It's Time To Talk About It: Campus Sexual Assault

On a warm day this past spring, I waited in a line that wrapped around my university's athletic center well into the parking lot. For over an hour, students excitedly checked their bags for the bright red tickets that had been distributed by the student government (some even bribing roommates to find their forgotten ticket in their dorms). During that hour, I primarily overheard conversations about Lady Gaga, who would be performing at school later that day.

"What do you think she'll be wearing? How many songs will she be performing? Will we be close to the stage? Do you think she brought a guest?"

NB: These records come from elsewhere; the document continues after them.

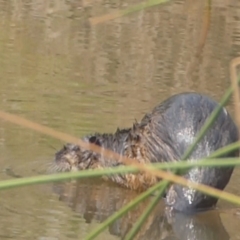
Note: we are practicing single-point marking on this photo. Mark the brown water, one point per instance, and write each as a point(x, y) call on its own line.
point(62, 68)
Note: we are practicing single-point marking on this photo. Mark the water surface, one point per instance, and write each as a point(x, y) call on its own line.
point(61, 69)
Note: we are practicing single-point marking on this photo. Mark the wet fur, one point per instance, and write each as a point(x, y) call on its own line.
point(162, 135)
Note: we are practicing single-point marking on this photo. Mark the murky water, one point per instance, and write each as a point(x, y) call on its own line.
point(62, 67)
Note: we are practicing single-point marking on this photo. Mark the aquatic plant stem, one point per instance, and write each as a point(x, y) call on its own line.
point(145, 214)
point(121, 212)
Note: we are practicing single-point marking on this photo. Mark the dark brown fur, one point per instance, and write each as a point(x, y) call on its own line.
point(162, 135)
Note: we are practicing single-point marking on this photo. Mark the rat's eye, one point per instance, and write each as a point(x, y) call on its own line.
point(76, 148)
point(94, 140)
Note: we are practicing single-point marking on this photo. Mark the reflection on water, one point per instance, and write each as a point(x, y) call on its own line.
point(96, 202)
point(59, 69)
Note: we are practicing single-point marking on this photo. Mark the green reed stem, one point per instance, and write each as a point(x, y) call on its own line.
point(121, 212)
point(142, 6)
point(20, 182)
point(144, 215)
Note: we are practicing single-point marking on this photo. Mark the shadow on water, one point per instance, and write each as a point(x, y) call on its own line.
point(94, 200)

By the time I reached the entrance, those conversations were met with eye rolls from event volunteersInside, the room was lined with red, white, & blue, and a massive American flag was the backdrop to the stage.

Those who had chosen to believe this was a concert were quickly corrected when two young women stepped on stage. They were not there to introduce a celebrity or pump up the crowd; they were there to tell the heart wrenching tales of how they had been sexually assaulted.

This rally was a part of the White House's It's On Us campaign, led by Vice President Joe Biden, which raises awareness about campus sexual assault. The vice president would speak later with Lady Gaga as his guest. You may remember the duo teaming up earlier this year at the Oscars, where they urged the public to intervene whenever consent is not, or cannot, be given.

It's On Us is not just nice. It is necessary. While in college, 1 in 5 women and 1 in 16 men are sexually assaulted. Even more staggering, only 13% of those people will end up reporting the incident.

Those numbers are unacceptable. No one should ever be forced to endure such an unthinkable act under any circumstances. No one deserves it. It's not cool, or manly, or a way to gain respect. It's a power play. It's a way for someone to gain control over another human being in the most disgusting way possible.

The emotional, physical, and psychological effects that victims are left to deal with are too much for any one person to have to work through alone, especially when old-fashioned stigmas regarding sexual assault have yet to break down. There is a tendency to blame the victim for what has happened to them, in subtle and not-so-subtle ways. When this campaign was launched in 2014, President Obama said it best:

"For anybody whose once-normal, everyday life was suddenly shattered by an act of sexual violence, the trauma, the terror can shadow you long after one horrible attack. It lingers when you don't know where to go or who to turn to. It's there when you're forced to sit in the same class or stay in the same dorm with the person who raped you; when people are more suspicious of what you were wearing or what you were drinking, as if it's your fault, not the fault of the person who assaulted you. It's a haunting presence when the very people entrusted with your welfare fail to protect you."

While the efforts of this campaign will likely never completely end sexual assault, they are starting a dialogue. Victims are finally being recognized by national leaders, giving them the courage to stand up against their attackers, just like the two girls I listened to on that spring day.

As we start the second month of the school year and a new season, and walk towards a new year, I urge you to go to itsonus.org and sign the pledge, stating that you will be a part of the solution, not the problem. If you see something, say something. Find help for people who may not be able to help themselves. And if you have been affected by sexual assault, know that we're all rooting for you.